The Western genre constructed a single visual archetype of "the Indian" — straight-haired, copper-skinned, feathered and beaded. This wasn't just inaccurate. It was actively exclusionary. It told the world that Indigenous identity has a specific phenotype. If you don't look like the movies, you're not Indian. This visual propaganda has been more effective than any legislation at maintaining the erasure of darker-skinned Indigenous peoples.
Key Scholars: Interview Targets
Kyle T. Mays — UCLA
Identity: African American and Saginaw Chippewa. Position: Assistant Professor of African American Studies, American Indian Studies, and History at UCLA.
Key work: An Afro-Indigenous History of the United States. His talk "Who Gets to Be Indigenous?" directly addresses when Black Americans lost their indigeneity, arguing that Black Americans throughout the diaspora did not fully lose their indigeneity.
Tiya Miles — Harvard
Position: Michael Garvey Professor of History and Radcliffe Alumnae Professor at Harvard. Previously Chair of Afroamerican & African Studies and Director of Native American Studies at University of Michigan.
Key works: Ties That Bind: The Story of an Afro-Cherokee Family in Slavery and Freedom (2005); The House on Diamond Hill: A Cherokee Plantation Story (2010). Co-edited Crossing Waters, Crossing Worlds: The African Diaspora in Indian Country (2007).
Recognition: MacArthur Foundation "Genius Award" Fellow (2011-2016).
Dina Gilio-Whitaker — CSU San Marcos
Identity: Colville Confederated Tribes direct descendant. Key insight: "Settler colonialism sweeps everybody into its orbit, People of Color included; it's not enough to look at Indigenous erasure through the lens of race, because it's not about race."
Key works: "All the Real Indians Died Off" and 20 Other Myths (2016, with Roxanne Dunbar-Ortiz); As Long as Grass Grows (2019); Who Gets to Be Indian?

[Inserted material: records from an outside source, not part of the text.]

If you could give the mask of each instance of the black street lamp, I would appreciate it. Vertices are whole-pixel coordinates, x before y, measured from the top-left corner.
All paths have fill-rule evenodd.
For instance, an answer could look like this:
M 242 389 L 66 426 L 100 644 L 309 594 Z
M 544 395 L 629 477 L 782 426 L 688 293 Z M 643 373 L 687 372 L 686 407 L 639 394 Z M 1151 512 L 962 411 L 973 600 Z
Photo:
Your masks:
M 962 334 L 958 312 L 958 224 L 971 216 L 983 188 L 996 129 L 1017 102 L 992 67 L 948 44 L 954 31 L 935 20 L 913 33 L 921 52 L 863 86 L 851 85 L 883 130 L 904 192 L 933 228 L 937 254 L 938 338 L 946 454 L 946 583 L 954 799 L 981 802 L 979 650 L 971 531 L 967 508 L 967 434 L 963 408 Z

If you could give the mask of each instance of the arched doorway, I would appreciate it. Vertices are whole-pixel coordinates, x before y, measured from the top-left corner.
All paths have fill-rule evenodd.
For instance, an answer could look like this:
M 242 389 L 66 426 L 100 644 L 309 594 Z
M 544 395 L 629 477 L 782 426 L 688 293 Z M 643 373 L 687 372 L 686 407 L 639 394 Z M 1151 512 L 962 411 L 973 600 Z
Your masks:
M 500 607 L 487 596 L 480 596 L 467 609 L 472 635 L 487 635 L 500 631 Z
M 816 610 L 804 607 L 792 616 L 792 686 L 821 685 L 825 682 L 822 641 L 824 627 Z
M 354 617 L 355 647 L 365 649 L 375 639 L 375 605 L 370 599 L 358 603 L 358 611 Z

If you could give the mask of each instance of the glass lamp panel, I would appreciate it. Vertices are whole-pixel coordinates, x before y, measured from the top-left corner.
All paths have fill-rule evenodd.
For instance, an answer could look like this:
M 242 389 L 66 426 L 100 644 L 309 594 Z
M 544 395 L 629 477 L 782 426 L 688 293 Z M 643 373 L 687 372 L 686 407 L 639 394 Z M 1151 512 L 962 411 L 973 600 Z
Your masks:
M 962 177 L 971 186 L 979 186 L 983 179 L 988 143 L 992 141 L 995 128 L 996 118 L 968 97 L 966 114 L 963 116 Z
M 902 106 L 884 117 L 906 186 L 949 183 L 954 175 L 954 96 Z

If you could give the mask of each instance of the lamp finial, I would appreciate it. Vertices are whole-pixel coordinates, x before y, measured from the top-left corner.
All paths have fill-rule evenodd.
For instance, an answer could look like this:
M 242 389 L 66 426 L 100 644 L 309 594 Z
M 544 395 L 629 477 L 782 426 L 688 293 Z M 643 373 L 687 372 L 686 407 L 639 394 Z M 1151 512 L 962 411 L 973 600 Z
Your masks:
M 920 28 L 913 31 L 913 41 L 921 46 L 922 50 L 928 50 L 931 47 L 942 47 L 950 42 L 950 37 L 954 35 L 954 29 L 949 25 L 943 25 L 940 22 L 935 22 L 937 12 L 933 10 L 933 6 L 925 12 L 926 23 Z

Alaina E. Roberts — University of Pittsburgh
Key work: I've Been Here All Along: Black Freedom on Native Land (2021). Specializes in Black-Indigenous relations in Indian Territory — the exact geographic and political terrain of this film.
Roxanne Dunbar-Ortiz
Grew up in rural Oklahoma in a tenant farming family. Key insight: "Land conquest and chattel slavery are so interlinked that if you separate them, you end up with a distorted story."
Jack D. Forbes (1934-2011) — UC Davis
Key work: Africans and Native Americans: The Language of Race and the Evolution of Red-Black Peoples (1993). Two decades of study. Canonical text. One of the first scholars to research shared African and Native histories. Helped found one of the first Native American Studies programs at a major university (UC Davis, 1969). Use archival footage if available; interview his academic heirs.
Academic Miseducation: The Numbers
Students who learn anything about Native Americans are often only offered the barest minimum: re-enacting the first Thanksgiving, building a California Spanish mission out of sugar cubes, or memorizing a flashcard about the Trail of Tears. Most students don't get comprehensive, thoughtful, or even accurate education in Native American history and culture.
The settler myth of early contact being one of mutual aid and friendship works to remove settler guilt for the genocide and land dispossession. By teaching that Native people "vanished," the curriculum makes the ongoing existence of Indigenous peoples — especially those with darker skin — invisible.
Every source is linked. Every claim is documented. This is not theory — it is evidence. The film's job is to put this evidence in front of an audience that has never seen it.